This is the first Masters programme in Ireland to offer graduates a solid underpinning in the three pillars of Gastronomy & Food Studies: History, Society, and Practice. The food landscape in Ireland and indeed globally is under ever-increasing scrutiny from a wide range of commentators and this programme will satisfy the growing interest in Food Studies.
By amalgamating shared learning with focused networking opportunities, the programme will develop transferrable, interpersonal communication skills whilst encouraging creative and critical thinkers who will become life-long learners and advocates for Irish food and international food culture.
The programme will examine the key forces and policies that influence the modern food system by investigating the impact of history on contemporary foodways.
Who Should Apply?
The programme is open to graduates from diverse disciplines (Culinary Arts, Hospitality, Tourism, Sociology, History, Literature, Media, Business, Marketing, Art and Design, Liberal Arts etc.) and from practitioners in the broader food sector, from chefs and hospitality professionals to government agencies, entrepreneurs, educators, and the agri-food industry.
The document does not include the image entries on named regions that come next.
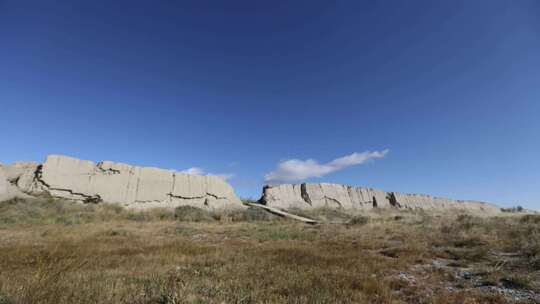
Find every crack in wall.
[300,183,313,206]
[324,195,343,208]
[95,162,120,175]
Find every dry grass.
[0,200,540,304]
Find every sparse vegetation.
[0,199,540,304]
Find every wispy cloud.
[264,149,389,183]
[180,167,235,180]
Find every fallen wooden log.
[244,203,319,225]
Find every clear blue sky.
[0,0,540,209]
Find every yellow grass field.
[0,199,540,304]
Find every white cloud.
[264,149,389,183]
[180,167,234,180]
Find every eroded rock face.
[260,183,500,213]
[0,163,37,201]
[0,155,244,209]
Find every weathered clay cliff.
[260,183,500,213]
[0,155,244,209]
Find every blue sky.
[0,0,540,209]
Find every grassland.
[0,200,540,304]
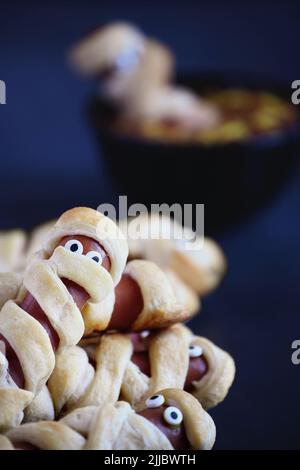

The MA Gastronomy and Food Studies curriculum aims to equip learners with the knowledge, skills and competence necessary to develop meaningful careers in the broader academic, practical, societal and policy / advocacy areas encompassed by Food and Beverage.
Graduates of this MA Gastronomy and Food Studies Programme will be uniquely positioned and equipped to seek employment opportunities in an ever-expanding range of disciplines and to pursue a multitude of career paths. The strength of the graduate will lie in their diversity of knowledge and exposure to a range of subject areas. Successful graduates will be able to contribute to the arenas of Food Policy (government agencies, NGOs, advocacy, non-profit and philanthropic organisations), Art and Media, Food Writing and Communications, Teaching and Academia, Food and Beverage Consultancy, Food Tourism or as Brand Ambassadors. In addition, graduates may move into creative and entrepreneurial leadership roles within the broader culinary and food industries.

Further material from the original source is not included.